阅读说明：本技术 一种AChE和CHO双酶介导的磁弛豫开关传感器及其制备方法和应用 (AChE and CHO double-enzyme mediated magnetic relaxation switch sensor and preparation method and application thereof ) 是由 吴龙 周敏 陈翊平 吴正奇 陈小强 于 2020-06-30 设计创作，主要内容包括：本发明公开一种AChE和CHO双酶介导的磁弛豫开关传感器及其制备方法和应用,用于神经毒性农药残留的快速灵敏检测。氯化乙酰胆碱(ACh)可被乙酰胆碱酯酶(AChE)催化生成胆碱,再被胆碱氧化酶(CHO)水解成甜菜碱和过氧化氢(H<Sub>2</Sub>O<Sub>2</Sub>)；啶虫脒会使AChE失活,从而导致产生的H<Sub>2</Sub>O<Sub>2</Sub>减少；其中ACh、AChE和CHO为反应底物,引入顺磁离子Fe<Sup>2+</Sup>；H<Sub>2</Sub>O<Sub>2</Sub>会引起Fe<Sup>2+</Sup>/Fe<Sup>3+</Sup>的转化,从而影响周围水分子中氢质子的横向弛豫时间(T<Sub>2</Sub>),并作为啶虫脒检测的信号读出。检出限为2.66ng·mL<Sup>-1</Sup>(S/N＝3,n＝3)。该方法无需洗涤可一步检测啶虫脒,是复杂样品中农药残留检测的有效分析工具。(The invention discloses an AChE and CHO double-enzyme mediated magnetic relaxation switch sensor, a preparation method and application thereof, which are used for quickly and sensitively detecting neurotoxicity pesticide residues. Acetylcholine chloride (ACh) is catalyzed by acetylcholinesterase (AChE) to produce choline, which is then hydrolyzed by choline oxidase (CHO) to betaine and hydrogen peroxide (H) 2 O 2 ) (ii) a Acetamiprid inactivates AChE, resulting in the production of H 2 O 2 Reduction; wherein ACh, AChE and CHO are used as reaction substrates, and paramagnetic ion Fe is introduced 2+ ；H 2 O 2 Will cause Fe 2+ /Fe 3+ Thereby influencing the transverse relaxation time (T) of hydrogen protons in the surrounding water molecules 2 ) And read out as the signal for acetamiprid detection. The detection limit is 2.66 ng/mL ‑1 (S/N＝3，n3). The method can detect the acetamiprid in one step without washing, and is an effective analysis tool for detecting pesticide residues in complex samples.)
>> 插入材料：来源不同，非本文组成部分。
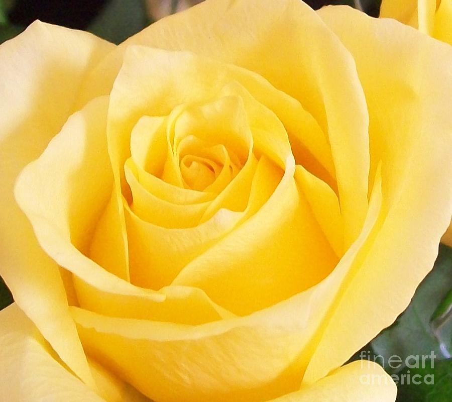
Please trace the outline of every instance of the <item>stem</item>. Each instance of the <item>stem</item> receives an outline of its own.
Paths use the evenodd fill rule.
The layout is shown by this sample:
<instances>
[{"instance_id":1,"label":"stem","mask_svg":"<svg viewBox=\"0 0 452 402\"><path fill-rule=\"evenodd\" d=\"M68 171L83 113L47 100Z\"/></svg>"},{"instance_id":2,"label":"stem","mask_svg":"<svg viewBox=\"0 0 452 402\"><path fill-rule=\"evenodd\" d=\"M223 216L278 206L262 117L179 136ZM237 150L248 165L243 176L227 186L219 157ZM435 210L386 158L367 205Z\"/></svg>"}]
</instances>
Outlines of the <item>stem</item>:
<instances>
[{"instance_id":1,"label":"stem","mask_svg":"<svg viewBox=\"0 0 452 402\"><path fill-rule=\"evenodd\" d=\"M355 9L359 10L360 11L364 11L364 10L363 10L363 6L361 6L361 2L360 0L353 0L353 3L355 5Z\"/></svg>"},{"instance_id":2,"label":"stem","mask_svg":"<svg viewBox=\"0 0 452 402\"><path fill-rule=\"evenodd\" d=\"M174 14L177 11L177 4L179 3L178 0L171 0L171 6L170 9L170 13Z\"/></svg>"}]
</instances>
1. A preparation method of AChE and CHO double-enzyme mediated magnetic relaxation switch sensor is characterized in that,

preprocessing: AChE is dissolved and diluted by Tris-HCl buffer solution, CHO is dissolved and diluted by PBS buffer solution, ACh and neurotoxicity pesticide solution are prepared by water, and before testing, AChE and CHO are activated;

② Standard Curve is prepared by incubating a series of neurotoxic pesticide solutions of different concentrations with pretreated AChE for a period of time, adding excess pretreated ACh and CHO in sequence, incubating for a period of time, and mixing with Fe²⁺Mixing for a period of time, collecting T with a low-field NMR spectrometer₂Establishing a standard curve by taking the logarithm of the concentration of the sample as a horizontal coordinate and the transverse relaxation time as a vertical coordinate, and calculating to obtain a linear regression equation of the standard curve;

③ measurement of sample to be tested, incubating sample to be tested with appropriate amount of pretreated AChE for a certain time, sequentially adding excess pretreated ACh and CHO, incubating for a certain time, and further incubating with Fe²⁺Mixing for a period of time, collecting T with a low-field NMR spectrometer₂And substituting the value into a linear regression equation, and calculating to obtain the concentration of the neurotoxicity pesticide of the sample to be detected.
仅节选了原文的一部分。